Saturday, August 18, 2012
Catholic School Scores Big Enrollment By Eliminating Supply Lists
They have one more thing that sets them apart from the rest: giddy parents.
"Oh my gosh, I can't tell you how happy that decision made me. I got down on my knees and started crying," gushed Mary Ellen Yubish, mother of 2nd grader Catherine. The decision she refers to? No classroom supply lists.
"We got a lot of flack last year," admitted Principal Sr. Elizabeth Tierney. "I believe the last straw was when we had parents fighting in the local Walmart over the last yellow 70 pg wide ruled spiral bound notebook. Or maybe it was when the prepackaged snacks were returned to parents if they had peanuts, gluten, salt, or air in them. Oh, honestly, it may have been the 3 page single spaced list itself. I knew I couldn't go through that again, really."
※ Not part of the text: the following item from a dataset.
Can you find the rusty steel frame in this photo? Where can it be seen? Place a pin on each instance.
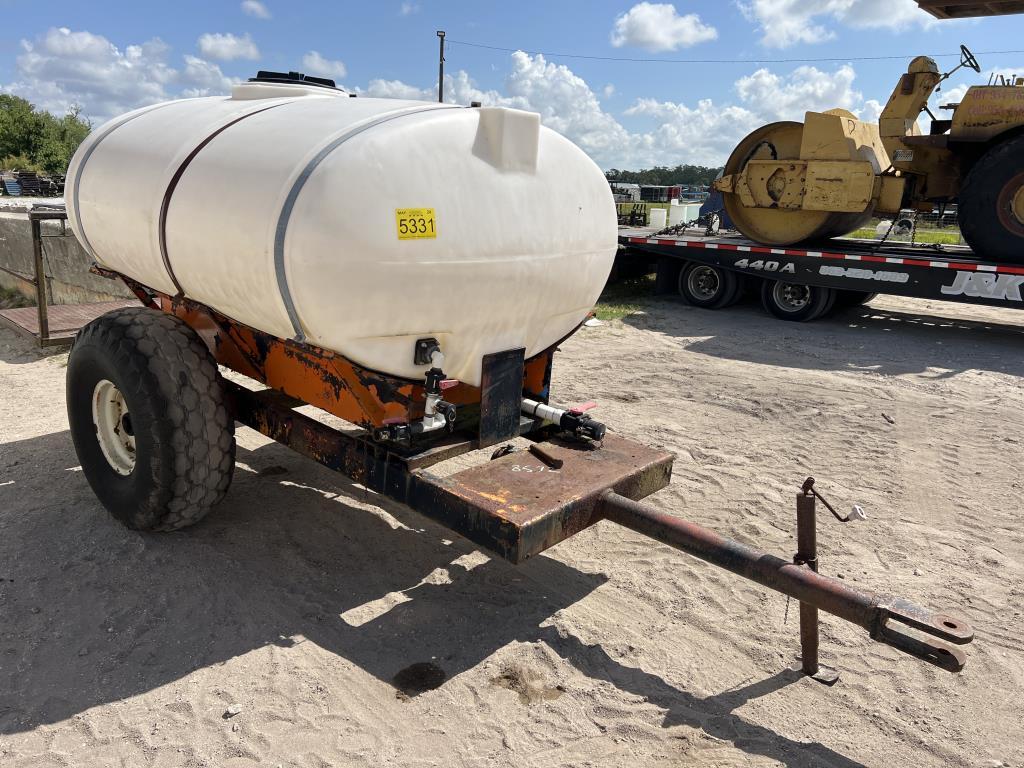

"It was nuts," said beaming St. Aggie dad Kevin Connor. "We have five kids and it took my wife three days last year to find all these items. I don't expect the teachers to shell out for this stuff, but something had to be done."
What was done was a return to common sense. The list, Sr. Tierney announced, would be a large notebook, a pen, a pencil, and $20 for glue and construction paper. Tuition would cover the chalk and markers. "And once they run out, its done. Put the marker caps on, kiddos. You're scratching in the sand if you don't," she said.
Sr. Tierney said the unexpected side effect is the increase in enrollment. "I had a woman come in here looking like she had been hit by a truck, but she said, no, she'd just been supply list shopping. She couldn't find pink erasers, and she saw it as a sign to register her kids in Catholics schools. She said they were all Zen Buddhists but would consider converting if we kept this policy in place," said Sr. Tierney. She mentioned enrollment had gone up by 26 students since July, a record.
Public schools superintendent Erica Busbee could not be found for comment, although an administrator who wished to remain anonymous quipped, "You wait--they will eventually remember what a fun community-building exercise supplies shopping is and they will come back in droves."